Newport News Shipbuilding: Revenues totaled $1,179 million, up 12% year over year backed by higher revenues in naval nuclear support services and aircraft carriers. Operating income improved 24% to $119 million owing to result of favorable changes in workers’ compensation expense.
Ingalls Shipbuilding: Revenues at this segment came in at $694 million, up 17% year over year on account of higher revenues in amphibious assault ships and the Legend-class National Security Cutter (NSC) program. Operating income improved 10.8% to $82 million owing to higher volumes.
Technical Solutions: Revenues at this segment summed $245 million, up 1.7% year over year. The upside was driven by higher oil and gas services and mission driven innovative solutions revenues. Operating income totaled $16 million compared with $22 million in the year-ago quarter.
Huntington Ingalls received new orders worth $2.8 billion in third quarter. As a result, the company’s total backlog reached $22 billion as of Sep 30, 2018.
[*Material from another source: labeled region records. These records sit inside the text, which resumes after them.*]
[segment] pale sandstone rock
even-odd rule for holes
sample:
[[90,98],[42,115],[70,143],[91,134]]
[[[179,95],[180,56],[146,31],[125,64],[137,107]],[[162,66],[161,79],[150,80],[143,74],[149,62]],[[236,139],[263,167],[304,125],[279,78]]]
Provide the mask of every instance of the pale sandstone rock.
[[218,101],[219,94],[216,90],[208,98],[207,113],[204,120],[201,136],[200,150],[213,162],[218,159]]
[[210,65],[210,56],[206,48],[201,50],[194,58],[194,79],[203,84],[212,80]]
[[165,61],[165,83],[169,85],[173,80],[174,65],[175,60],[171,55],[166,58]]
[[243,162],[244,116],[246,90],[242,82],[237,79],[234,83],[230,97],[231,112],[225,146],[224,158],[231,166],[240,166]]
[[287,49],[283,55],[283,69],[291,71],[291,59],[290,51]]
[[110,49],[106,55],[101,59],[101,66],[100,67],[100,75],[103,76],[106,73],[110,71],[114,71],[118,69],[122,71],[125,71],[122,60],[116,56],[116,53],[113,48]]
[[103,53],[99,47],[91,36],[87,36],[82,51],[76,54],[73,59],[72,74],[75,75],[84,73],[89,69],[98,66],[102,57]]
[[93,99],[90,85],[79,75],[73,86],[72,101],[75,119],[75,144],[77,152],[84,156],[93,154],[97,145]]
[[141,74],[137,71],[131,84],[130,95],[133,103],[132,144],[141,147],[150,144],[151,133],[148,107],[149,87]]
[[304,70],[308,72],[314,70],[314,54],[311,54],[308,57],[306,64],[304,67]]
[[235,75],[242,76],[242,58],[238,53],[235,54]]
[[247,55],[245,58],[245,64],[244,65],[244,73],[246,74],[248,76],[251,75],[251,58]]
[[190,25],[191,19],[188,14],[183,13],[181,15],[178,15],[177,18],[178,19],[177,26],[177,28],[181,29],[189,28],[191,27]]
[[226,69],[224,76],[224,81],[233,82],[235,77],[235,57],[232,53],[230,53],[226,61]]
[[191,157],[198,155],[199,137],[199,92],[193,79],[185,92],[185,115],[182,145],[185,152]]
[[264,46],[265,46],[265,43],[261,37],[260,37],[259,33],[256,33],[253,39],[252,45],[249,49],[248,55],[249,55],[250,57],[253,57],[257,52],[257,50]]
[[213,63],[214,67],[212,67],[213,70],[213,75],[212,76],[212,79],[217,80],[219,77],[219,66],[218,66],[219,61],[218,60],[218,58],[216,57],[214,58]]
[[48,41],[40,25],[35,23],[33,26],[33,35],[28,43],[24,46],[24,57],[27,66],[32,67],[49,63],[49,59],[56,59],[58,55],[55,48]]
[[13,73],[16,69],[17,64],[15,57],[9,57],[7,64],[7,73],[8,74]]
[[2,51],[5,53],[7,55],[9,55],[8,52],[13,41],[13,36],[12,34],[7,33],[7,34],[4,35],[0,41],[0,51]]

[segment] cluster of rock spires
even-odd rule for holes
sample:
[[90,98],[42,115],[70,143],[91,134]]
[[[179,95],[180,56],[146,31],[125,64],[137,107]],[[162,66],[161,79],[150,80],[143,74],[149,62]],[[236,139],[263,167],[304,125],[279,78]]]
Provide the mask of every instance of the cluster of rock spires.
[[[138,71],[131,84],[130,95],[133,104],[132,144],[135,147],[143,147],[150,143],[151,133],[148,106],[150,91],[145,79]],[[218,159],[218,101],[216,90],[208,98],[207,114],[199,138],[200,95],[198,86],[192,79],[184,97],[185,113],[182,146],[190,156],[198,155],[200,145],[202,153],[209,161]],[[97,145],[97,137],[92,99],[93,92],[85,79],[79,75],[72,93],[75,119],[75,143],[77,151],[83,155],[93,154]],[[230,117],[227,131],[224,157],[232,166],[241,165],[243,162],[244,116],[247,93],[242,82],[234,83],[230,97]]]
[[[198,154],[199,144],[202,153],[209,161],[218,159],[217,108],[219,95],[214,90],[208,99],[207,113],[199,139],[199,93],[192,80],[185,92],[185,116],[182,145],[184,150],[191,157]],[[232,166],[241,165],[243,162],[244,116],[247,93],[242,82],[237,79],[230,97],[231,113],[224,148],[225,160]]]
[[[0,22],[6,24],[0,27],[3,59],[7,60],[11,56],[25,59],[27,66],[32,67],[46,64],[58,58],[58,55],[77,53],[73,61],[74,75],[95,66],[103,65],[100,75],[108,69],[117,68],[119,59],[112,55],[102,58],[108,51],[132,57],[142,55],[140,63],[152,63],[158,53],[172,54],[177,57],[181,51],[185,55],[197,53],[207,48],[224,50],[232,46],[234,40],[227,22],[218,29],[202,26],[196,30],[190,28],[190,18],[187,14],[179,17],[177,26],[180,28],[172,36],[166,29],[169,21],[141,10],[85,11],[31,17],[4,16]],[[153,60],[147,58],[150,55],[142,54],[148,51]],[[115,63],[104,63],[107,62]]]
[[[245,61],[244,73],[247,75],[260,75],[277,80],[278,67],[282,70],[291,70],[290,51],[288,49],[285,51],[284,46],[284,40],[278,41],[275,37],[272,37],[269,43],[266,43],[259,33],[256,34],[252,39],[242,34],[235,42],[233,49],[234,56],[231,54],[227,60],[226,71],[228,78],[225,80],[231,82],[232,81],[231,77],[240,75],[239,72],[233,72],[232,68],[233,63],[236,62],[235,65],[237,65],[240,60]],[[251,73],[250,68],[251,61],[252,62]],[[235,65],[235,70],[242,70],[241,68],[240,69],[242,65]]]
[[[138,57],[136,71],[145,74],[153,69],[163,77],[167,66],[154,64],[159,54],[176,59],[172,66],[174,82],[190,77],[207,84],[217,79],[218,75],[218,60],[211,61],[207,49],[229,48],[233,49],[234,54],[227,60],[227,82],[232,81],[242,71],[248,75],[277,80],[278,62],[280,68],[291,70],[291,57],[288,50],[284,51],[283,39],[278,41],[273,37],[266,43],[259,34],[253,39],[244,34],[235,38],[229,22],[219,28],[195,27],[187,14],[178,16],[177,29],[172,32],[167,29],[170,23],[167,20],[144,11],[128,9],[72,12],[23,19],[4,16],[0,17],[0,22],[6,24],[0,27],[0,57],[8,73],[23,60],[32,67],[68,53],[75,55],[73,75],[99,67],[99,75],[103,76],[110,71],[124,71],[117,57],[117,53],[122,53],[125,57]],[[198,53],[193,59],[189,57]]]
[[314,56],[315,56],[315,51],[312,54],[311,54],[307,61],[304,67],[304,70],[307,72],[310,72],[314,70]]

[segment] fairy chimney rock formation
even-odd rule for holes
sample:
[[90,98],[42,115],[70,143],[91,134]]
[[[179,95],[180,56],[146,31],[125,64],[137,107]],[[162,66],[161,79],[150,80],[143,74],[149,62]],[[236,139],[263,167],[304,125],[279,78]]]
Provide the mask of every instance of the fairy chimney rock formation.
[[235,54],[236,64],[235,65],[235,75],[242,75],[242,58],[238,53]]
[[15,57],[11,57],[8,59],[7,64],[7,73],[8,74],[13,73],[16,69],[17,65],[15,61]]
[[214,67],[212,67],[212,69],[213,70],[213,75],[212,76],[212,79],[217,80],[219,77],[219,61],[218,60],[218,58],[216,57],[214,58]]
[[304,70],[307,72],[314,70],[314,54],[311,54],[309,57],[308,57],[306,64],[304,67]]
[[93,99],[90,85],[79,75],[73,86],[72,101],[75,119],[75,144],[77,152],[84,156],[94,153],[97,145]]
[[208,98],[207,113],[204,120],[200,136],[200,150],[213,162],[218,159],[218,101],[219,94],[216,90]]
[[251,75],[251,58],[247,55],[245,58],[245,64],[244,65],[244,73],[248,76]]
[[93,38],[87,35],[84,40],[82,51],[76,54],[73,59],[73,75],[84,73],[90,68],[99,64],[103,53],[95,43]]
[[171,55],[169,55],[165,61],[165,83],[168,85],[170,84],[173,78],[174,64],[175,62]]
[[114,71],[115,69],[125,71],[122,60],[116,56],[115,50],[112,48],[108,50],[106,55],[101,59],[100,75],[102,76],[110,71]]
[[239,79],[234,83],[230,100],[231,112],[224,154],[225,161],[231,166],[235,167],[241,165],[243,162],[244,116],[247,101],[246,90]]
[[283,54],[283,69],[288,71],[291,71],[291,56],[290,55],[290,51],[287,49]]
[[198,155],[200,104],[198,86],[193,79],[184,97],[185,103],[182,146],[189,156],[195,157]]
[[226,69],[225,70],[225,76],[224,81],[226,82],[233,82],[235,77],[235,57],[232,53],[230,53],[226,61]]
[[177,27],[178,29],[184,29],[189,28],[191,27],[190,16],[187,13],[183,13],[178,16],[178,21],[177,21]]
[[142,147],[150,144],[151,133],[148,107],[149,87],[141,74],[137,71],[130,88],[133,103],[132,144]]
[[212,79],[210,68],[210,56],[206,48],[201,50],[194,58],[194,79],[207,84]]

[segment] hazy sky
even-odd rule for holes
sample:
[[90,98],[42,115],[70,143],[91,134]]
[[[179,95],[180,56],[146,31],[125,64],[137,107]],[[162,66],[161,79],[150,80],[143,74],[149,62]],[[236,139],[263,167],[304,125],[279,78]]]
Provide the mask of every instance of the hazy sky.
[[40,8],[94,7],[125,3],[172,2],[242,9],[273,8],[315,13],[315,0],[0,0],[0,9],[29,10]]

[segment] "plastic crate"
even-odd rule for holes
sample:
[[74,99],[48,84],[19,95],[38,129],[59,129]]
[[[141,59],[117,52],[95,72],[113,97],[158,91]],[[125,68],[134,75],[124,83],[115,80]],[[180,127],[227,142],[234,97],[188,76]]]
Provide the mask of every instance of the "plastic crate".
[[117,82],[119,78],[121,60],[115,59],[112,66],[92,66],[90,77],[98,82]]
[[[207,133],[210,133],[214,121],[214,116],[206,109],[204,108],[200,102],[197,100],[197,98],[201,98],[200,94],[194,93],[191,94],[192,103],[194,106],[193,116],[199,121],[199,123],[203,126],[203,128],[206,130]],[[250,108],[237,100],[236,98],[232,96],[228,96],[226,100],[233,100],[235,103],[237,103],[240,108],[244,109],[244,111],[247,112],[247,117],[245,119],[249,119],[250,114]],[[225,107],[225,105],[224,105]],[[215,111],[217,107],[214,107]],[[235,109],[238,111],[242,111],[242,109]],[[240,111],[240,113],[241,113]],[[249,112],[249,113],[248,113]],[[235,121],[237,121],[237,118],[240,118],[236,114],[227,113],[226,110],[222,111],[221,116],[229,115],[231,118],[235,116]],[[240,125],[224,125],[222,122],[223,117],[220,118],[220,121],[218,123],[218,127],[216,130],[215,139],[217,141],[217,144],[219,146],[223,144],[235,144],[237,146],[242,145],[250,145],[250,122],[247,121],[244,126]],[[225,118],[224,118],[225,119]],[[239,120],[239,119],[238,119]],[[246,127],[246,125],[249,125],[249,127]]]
Cash and cash equivalents as of Sep 30, 2018, were $68 million, significantly down from $701 million as of Dec 31, 2017.
Long-term debt, as of Sep 30, 2018, was $1,282 million compared with the 2017-end level of $1,279 million.
Cash from operating activities, at the end of third-quarter 2018, grossed $266 million compared with $380 million at the end of 2017’s third quarter.
How Have Estimates Been Moving Since Then?
Fresh estimates followed an upward path over the past two months.
Currently, Huntington Ingalls has a poor Growth Score of F, however its Momentum Score is doing a lot better with an A. Charting a somewhat similar path, the stock was allocated a grade of B on the value side, putting it in the top 40% for this investment strategy.
Overall, the stock has an aggregate VGM Score of C. If you aren't focused on one strategy, this score is the one you should be interested in.
Huntington Ingalls has a Zacks Rank #3 (Hold). We expect an in-line return from the stock in the next few months.